Flavoured with vanilla and brown sugar . . . nothing more . . . I used Muscovado brown sugar this time and I like them even more. (Muscovado brown sugar is a less refined brown sugar.)
They do use white vegetable fat . . . something like Crisco, Tenderflake, Trex, White Flora or the like. I have never made them with butter so I don't know how they would work with butter. I've always just used the white vegetable fat. I am not a snob that way.
I don't bake things like this often enough to be worried about any ill effects from using white vegetable fat. There are plenty of other things to worry about.
These are lovely and crisp . . .
See that lovely little lump of brown sugar there . . . that's mine!
Crisp and perfectly dunkable . . .
Equally at home with a hot cuppa as they are with a tall cold glass of milk!
They are delicious.
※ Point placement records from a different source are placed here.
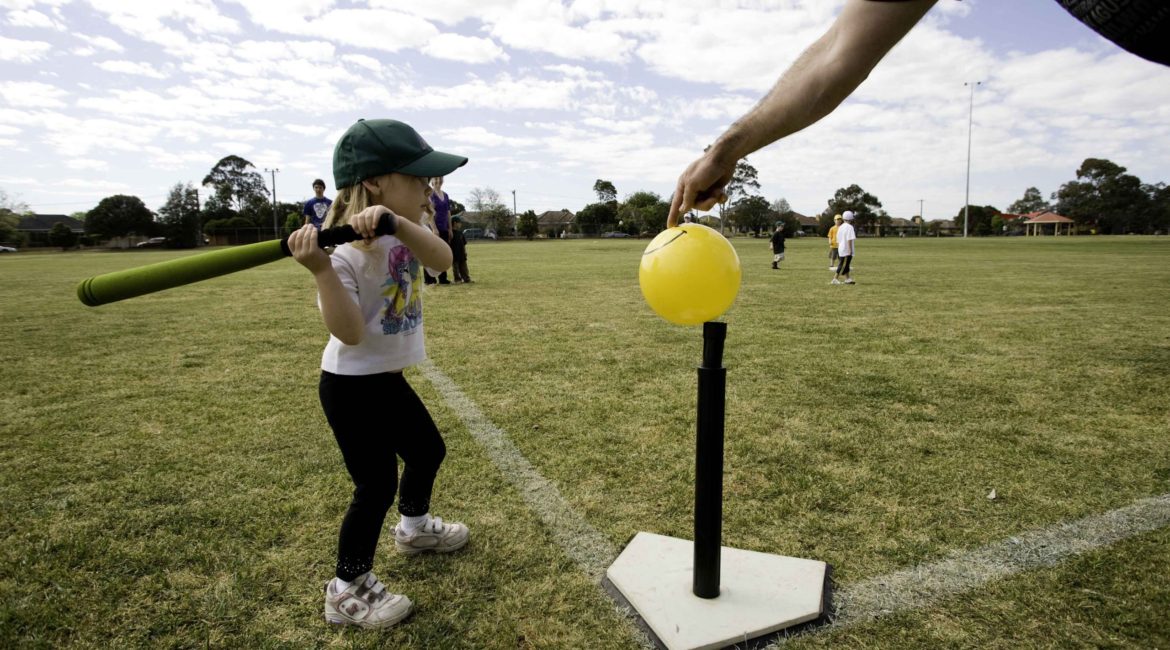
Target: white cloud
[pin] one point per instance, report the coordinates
(102, 42)
(131, 68)
(87, 164)
(22, 52)
(33, 19)
(467, 49)
(32, 95)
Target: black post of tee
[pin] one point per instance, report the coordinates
(709, 463)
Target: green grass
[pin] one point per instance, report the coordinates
(167, 478)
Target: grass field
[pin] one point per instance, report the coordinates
(167, 478)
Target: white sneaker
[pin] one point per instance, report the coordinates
(432, 536)
(365, 603)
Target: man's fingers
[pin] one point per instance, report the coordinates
(672, 218)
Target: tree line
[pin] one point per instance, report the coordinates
(1103, 199)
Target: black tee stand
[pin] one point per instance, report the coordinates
(709, 462)
(740, 599)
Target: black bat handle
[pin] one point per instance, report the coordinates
(387, 225)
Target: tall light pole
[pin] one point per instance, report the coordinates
(276, 232)
(970, 122)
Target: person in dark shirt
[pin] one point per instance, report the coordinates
(778, 246)
(317, 207)
(459, 250)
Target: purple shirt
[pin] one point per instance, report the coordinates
(442, 211)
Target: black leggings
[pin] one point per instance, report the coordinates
(842, 265)
(377, 419)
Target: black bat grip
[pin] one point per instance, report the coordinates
(329, 237)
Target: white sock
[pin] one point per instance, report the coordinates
(411, 524)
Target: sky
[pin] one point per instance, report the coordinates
(102, 97)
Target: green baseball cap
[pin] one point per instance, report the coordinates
(373, 147)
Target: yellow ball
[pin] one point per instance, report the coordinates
(689, 274)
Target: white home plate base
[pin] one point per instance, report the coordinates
(759, 594)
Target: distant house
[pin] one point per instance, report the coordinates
(944, 227)
(38, 226)
(899, 227)
(470, 219)
(553, 222)
(1037, 222)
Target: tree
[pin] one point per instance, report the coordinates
(62, 235)
(238, 184)
(528, 225)
(754, 214)
(596, 218)
(644, 212)
(179, 218)
(494, 213)
(1032, 201)
(982, 220)
(605, 191)
(119, 215)
(744, 180)
(1106, 199)
(9, 220)
(1160, 207)
(865, 206)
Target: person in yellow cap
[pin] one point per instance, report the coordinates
(832, 243)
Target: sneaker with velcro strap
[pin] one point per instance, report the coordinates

I suspect they were a family recipe and one that my grandmother used to make for my mother, although in those days they would have used either lard or rendered bacon fat . . .
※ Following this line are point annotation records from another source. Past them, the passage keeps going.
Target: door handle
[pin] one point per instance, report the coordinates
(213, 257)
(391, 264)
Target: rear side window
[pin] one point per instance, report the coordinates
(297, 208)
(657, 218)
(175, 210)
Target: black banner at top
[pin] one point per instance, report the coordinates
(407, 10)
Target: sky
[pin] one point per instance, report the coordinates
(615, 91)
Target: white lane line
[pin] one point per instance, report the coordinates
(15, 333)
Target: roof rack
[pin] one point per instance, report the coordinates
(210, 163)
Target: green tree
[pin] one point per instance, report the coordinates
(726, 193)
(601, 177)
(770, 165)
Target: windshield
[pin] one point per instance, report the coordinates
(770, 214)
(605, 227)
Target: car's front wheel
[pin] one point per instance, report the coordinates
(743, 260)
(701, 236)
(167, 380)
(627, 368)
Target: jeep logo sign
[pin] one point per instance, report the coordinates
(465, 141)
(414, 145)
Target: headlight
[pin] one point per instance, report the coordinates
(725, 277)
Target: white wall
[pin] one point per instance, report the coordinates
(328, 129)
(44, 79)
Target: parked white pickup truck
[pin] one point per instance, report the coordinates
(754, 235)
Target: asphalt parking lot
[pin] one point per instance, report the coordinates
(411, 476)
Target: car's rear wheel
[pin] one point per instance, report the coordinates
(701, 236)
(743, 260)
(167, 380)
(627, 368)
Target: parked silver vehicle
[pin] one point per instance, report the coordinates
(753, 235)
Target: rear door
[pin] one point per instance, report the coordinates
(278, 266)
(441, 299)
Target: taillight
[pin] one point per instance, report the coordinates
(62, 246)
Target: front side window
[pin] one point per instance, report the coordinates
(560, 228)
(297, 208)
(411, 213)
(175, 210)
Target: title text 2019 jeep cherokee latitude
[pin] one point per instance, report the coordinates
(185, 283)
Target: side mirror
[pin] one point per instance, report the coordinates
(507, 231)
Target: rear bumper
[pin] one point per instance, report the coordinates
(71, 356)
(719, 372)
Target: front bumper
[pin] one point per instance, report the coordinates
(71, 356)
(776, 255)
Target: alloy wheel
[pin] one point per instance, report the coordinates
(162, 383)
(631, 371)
For me they are a lovely bit of delicious nostalgia and a fitting remembrance of a mother who loves us enough to bake us cookies from scratch, even if they were not always appreciated.
Yield: 5 dozenAuthor: Marie Rayner
Mom's Butterscotch Cookies
prep time: cook time: total time:
These cookies were not our favourites when we were growing up. Oddly enough, I love them now and feel very nostalgic when I bake them. They're actually quite delicious! I cringe to think that as a child I preferred a store bought sandwich cookie to these delights!
ingredients:
- 110g of white vegetable shortening (1/2 cup)
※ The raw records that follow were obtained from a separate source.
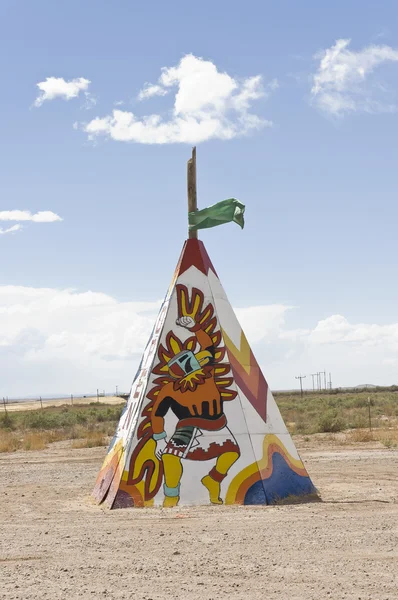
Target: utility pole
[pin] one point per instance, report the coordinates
(191, 189)
(301, 377)
(313, 384)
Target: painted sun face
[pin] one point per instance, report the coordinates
(183, 364)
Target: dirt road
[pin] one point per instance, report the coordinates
(55, 544)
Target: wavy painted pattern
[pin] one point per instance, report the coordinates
(276, 476)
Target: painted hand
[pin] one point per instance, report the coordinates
(187, 322)
(160, 448)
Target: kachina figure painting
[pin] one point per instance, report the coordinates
(192, 382)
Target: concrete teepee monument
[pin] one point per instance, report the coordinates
(201, 425)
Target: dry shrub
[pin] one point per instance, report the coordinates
(35, 441)
(91, 440)
(360, 435)
(9, 442)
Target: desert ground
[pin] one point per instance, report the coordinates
(19, 406)
(55, 543)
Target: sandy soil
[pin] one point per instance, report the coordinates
(55, 544)
(35, 404)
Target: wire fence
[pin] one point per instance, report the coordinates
(18, 403)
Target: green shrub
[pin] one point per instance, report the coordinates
(331, 422)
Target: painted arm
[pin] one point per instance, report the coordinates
(203, 338)
(159, 410)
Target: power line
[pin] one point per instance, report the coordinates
(301, 377)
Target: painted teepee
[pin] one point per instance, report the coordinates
(201, 425)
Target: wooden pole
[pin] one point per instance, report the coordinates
(191, 183)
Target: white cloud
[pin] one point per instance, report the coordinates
(64, 341)
(44, 216)
(342, 83)
(89, 101)
(150, 90)
(57, 87)
(208, 104)
(12, 229)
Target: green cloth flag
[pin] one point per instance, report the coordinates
(222, 212)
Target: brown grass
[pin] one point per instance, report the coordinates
(91, 440)
(388, 437)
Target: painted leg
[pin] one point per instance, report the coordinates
(172, 468)
(213, 480)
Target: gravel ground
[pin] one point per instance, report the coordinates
(54, 543)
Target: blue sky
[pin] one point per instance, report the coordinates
(319, 185)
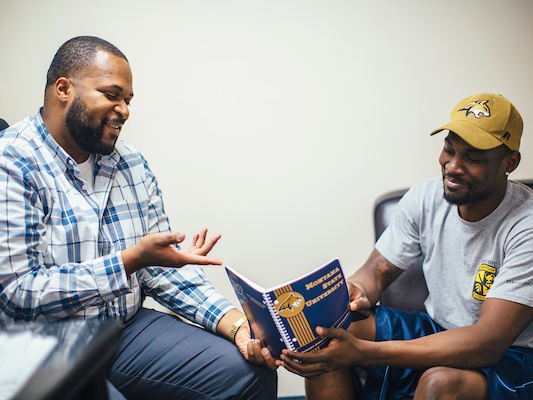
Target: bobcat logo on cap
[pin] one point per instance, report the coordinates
(479, 108)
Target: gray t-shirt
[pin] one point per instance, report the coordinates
(465, 262)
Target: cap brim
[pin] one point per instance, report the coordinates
(471, 134)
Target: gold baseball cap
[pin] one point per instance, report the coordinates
(486, 121)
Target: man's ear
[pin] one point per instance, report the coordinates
(63, 89)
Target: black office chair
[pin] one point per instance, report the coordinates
(409, 291)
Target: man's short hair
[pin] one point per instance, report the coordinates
(77, 55)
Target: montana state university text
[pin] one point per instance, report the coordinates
(332, 279)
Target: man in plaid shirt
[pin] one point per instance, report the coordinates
(85, 235)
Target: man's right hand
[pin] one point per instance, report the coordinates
(358, 297)
(158, 249)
- 200g soft light brown sugar (1 cup packed)
- 1 egg
- 1/2 tsp vanilla
- 245g of flour (1 3/4 cup)
- 1/2 tsp baking soda
- 1/4 tsp salt
instructions:
- Cream the shortening and sugar together. Beat in the egg and vanilla. Sift the flour, soda and salt together and stir this into the creamed mixture until well combined. Shape into a log 2 1/2 inches across. Wrap well in wax paper or greaseproof paper and chill in the refrigerator overnight or until firm.
- Preheat the oven to 190*C.375*F/gas mark 5. Cut into 1/8 inch thick slices. Place on un-greased baking sheets, leaving space in between for spreading. Bake for 8 to 10 minutes until lightly golden brown. Store in an airtight container.
Created using The Recipes Generator
See how crisp they are? Luvelly jubbly!
They are also Grace approved! Ariana stopped by for a short visit and let Grace have one. I sent a bag full home with her. My Mum would have approved of that. Home baked Cookies = Love = Joy shared.
I love you mum. I can feel your love for us in every bite.